An improvement in relative trends across the market-cap spectrum
Key points:
- The percentage of sub-industries within 5% of a 6-month relative low cycled from above 75% to below 15%
- Similar relative trend reversals preceded solid returns and consistency for the S&P 500 over the next year
- Despite several calls for a great rotation, a significant sector theme across all capitalizations has yet to develop
A significant reversal in relative trends
In June, I published a research note highlighting how most sub-industry groups were hovering near 6-month relative lows compared to the S&P 500. At the time, investors were crowding into predominantly mega-cap technology stocks at the expense of everything else.
After climbing to one of the highest levels in history, the percentage of S&P 1500 sub-industry groups hovering within 5% of a 6-month relative low versus the S&P 500 reversed to the downside, indicating an improvement in relative trends for stocks across all market capitalizations.
Because a reversal from above 75% to below 15% has occurred only four other times in history, I lowered the upper threshold to 60% to capture more precedents.

Comparable relative trend shifts preceded positive returns
Whenever the percentage of sub-industry groups within 5% of a 6-month relative versus the S&P 500 cycled from above 60% to below 15%, the world's most benchmarked index demonstrated solid returns and consistency over the following year. Furthermore, six and twelve months later, returns showed significance relative to random returns over the study period.
Suppose I isolated signals that occurred within 5% of a 5-year high in the S&P 500, context similar to now. In that case, the S&P 500 was higher in five out of six instances a year later, with the only loss being in April 2000.

Although most signals appeared after corrections or bear markets, a time when the equal-weighted S&P 500 typically outperforms the cap-weighted S&P 500, the comparison between these two index weighting methodologies does not reveal a decisive advantage for either index.

The above table contains two fewer signals due to data limitations for the equal-weighted index.
Big-picture trends
While the research team has highlighted several favorable signals, suggesting a broadening in participation and the potential for improvement in relative trends down the market-cap spectrum, a significant rotation theme has yet to emerge.
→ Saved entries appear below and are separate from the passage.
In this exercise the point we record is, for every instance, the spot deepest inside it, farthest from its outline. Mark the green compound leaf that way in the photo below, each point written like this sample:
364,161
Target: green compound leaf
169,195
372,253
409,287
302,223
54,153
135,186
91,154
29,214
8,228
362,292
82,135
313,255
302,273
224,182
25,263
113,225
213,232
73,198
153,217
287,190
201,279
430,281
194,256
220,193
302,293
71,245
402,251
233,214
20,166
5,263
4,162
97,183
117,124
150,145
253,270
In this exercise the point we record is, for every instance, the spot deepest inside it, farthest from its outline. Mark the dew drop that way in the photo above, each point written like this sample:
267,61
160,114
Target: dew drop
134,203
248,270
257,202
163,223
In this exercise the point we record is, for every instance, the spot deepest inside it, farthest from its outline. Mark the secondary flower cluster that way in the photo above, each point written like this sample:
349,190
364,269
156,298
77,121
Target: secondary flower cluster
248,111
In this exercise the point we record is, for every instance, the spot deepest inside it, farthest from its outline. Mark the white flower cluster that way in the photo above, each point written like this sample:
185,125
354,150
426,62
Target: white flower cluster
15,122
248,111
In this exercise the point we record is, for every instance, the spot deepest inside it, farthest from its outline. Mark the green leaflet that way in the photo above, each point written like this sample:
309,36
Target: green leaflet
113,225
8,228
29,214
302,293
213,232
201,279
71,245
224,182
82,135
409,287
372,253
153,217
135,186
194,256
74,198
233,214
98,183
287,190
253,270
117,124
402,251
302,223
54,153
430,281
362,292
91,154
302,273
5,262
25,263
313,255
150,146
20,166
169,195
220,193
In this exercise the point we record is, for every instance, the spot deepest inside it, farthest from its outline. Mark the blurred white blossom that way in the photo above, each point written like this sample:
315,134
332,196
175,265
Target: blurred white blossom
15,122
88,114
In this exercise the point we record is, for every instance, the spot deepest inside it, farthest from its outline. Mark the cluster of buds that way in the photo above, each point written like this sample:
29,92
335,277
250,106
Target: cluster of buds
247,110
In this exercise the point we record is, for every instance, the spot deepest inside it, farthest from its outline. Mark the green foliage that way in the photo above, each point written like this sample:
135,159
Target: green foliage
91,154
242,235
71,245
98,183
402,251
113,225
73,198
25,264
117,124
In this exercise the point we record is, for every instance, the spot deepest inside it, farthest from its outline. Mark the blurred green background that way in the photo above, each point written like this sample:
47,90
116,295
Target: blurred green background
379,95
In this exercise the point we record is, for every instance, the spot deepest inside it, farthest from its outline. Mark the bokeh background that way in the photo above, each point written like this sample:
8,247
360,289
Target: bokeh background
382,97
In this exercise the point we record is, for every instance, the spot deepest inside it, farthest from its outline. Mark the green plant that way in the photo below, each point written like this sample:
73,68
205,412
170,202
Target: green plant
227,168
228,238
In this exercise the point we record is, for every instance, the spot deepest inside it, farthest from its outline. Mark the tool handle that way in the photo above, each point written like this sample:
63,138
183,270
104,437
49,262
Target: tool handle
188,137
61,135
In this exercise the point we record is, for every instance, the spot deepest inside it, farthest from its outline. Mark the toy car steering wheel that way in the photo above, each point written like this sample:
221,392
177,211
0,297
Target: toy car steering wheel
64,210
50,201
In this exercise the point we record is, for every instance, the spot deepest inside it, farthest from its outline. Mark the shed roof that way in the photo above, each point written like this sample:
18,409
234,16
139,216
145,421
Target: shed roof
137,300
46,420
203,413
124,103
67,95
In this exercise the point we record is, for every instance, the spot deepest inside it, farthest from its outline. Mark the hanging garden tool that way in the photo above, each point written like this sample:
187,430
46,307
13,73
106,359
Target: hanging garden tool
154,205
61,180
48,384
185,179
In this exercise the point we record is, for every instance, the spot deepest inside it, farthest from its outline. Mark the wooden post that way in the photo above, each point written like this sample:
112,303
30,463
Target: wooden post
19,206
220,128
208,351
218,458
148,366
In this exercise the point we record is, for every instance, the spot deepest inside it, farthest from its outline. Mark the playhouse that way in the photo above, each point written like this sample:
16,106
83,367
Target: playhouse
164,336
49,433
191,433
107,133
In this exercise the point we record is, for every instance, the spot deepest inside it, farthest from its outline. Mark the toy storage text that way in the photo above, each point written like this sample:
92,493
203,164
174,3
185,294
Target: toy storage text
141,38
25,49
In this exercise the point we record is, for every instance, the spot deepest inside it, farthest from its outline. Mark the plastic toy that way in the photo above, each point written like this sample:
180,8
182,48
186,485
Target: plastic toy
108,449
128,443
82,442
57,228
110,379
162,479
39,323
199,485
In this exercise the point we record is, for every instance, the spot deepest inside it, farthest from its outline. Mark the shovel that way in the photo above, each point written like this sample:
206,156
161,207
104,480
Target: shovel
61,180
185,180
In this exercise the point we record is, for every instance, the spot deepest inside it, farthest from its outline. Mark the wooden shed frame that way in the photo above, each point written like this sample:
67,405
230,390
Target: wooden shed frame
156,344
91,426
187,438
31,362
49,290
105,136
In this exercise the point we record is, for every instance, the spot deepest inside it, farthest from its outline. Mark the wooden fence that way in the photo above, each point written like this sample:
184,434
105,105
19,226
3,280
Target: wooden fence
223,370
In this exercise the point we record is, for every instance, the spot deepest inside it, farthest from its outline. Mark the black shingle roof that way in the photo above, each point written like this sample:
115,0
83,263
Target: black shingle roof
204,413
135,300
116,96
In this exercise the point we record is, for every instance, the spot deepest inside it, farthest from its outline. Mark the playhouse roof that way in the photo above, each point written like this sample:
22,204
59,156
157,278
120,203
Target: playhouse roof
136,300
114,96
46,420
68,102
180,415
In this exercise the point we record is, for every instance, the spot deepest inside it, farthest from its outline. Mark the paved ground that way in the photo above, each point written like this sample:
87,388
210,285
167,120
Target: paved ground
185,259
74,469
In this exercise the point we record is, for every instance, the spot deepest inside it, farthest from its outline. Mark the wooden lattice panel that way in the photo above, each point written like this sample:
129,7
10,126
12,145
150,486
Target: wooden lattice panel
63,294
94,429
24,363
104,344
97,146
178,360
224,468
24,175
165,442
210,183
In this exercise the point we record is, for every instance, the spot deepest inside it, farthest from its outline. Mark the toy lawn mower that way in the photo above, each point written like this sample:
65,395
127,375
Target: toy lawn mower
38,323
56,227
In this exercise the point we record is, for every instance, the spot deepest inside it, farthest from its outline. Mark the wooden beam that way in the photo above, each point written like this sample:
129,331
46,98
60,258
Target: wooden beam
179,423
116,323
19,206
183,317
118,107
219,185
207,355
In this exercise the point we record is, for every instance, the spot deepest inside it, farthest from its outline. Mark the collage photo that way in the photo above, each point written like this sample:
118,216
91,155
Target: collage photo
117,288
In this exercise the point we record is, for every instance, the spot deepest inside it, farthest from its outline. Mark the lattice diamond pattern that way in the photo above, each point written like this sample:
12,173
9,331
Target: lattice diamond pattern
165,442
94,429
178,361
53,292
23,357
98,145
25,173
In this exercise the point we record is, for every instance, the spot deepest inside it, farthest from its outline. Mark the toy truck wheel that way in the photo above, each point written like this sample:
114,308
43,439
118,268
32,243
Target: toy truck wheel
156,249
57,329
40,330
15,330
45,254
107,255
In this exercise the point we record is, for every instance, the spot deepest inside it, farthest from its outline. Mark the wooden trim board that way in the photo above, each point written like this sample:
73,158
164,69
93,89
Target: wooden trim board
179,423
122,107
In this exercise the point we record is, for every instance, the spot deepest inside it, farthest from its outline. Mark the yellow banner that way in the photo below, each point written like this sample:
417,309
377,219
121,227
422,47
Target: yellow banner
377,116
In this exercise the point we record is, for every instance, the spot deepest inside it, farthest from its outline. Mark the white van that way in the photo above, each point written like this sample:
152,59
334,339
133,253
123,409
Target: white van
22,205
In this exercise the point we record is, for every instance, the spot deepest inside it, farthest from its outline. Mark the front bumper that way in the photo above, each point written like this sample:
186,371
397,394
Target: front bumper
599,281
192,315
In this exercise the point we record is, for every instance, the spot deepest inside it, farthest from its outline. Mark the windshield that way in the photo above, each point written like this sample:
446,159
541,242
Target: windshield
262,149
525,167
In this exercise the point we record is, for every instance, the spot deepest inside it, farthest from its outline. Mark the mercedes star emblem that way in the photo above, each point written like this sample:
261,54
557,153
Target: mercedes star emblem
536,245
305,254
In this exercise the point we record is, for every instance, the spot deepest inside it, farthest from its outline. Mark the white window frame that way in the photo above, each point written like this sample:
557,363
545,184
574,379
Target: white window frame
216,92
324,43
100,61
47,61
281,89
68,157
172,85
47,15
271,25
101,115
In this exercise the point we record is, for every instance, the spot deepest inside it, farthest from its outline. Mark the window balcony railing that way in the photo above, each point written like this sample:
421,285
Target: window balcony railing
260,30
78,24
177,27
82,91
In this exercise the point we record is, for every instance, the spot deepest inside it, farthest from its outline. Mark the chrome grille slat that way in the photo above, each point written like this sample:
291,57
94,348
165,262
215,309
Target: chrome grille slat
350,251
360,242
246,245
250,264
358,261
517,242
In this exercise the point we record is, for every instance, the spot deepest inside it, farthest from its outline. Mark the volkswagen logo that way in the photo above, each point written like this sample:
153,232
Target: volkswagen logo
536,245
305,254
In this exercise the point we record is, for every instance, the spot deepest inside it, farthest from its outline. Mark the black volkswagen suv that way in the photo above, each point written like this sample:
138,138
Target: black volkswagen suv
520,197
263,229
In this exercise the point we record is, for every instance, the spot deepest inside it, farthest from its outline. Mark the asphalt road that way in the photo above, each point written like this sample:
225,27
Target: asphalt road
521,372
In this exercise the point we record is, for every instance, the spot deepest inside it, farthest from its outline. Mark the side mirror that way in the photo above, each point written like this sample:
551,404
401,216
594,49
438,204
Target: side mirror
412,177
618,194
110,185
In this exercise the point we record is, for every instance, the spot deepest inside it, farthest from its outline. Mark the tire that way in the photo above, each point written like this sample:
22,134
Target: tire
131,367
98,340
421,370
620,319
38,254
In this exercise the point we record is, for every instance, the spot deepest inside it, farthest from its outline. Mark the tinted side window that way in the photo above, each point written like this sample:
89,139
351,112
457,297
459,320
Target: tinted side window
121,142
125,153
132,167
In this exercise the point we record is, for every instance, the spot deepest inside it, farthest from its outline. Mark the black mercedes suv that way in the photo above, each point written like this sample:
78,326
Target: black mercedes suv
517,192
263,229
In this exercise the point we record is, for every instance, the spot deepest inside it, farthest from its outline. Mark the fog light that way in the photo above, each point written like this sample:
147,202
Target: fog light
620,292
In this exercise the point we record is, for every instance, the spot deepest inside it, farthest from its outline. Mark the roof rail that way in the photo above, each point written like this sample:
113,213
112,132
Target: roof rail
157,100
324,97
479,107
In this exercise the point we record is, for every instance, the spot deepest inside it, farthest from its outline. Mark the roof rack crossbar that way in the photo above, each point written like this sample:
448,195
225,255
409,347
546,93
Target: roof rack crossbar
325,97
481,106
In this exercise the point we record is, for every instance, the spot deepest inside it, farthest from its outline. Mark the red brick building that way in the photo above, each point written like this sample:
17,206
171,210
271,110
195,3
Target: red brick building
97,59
Therefore, investors should rely upon individual stock selection in companies exhibiting strong absolute and relative trends rather than broadly owning a sector ETF.

What the research tells us...
Relative trends for S&P 1500 sub-industry groups reversed from a high level of groups hovering near a 6-month low to a more favorable stance, indicating improved relative performance down the market-cap spectrum. Similar shifts were more commonly associated with inflection points coming out of corrections or bear markets. Regardless of the environment, returns and consistency were solid, especially a year later.
Despite a swift transition, relative trend score rankings, which employ medium to long-term trend-following indicators, have yet to indicate a significant rotation or emerging sector theme. Consequently, without clear sector leadership, investors should focus on individual stocks with robust absolute and relative trend scores.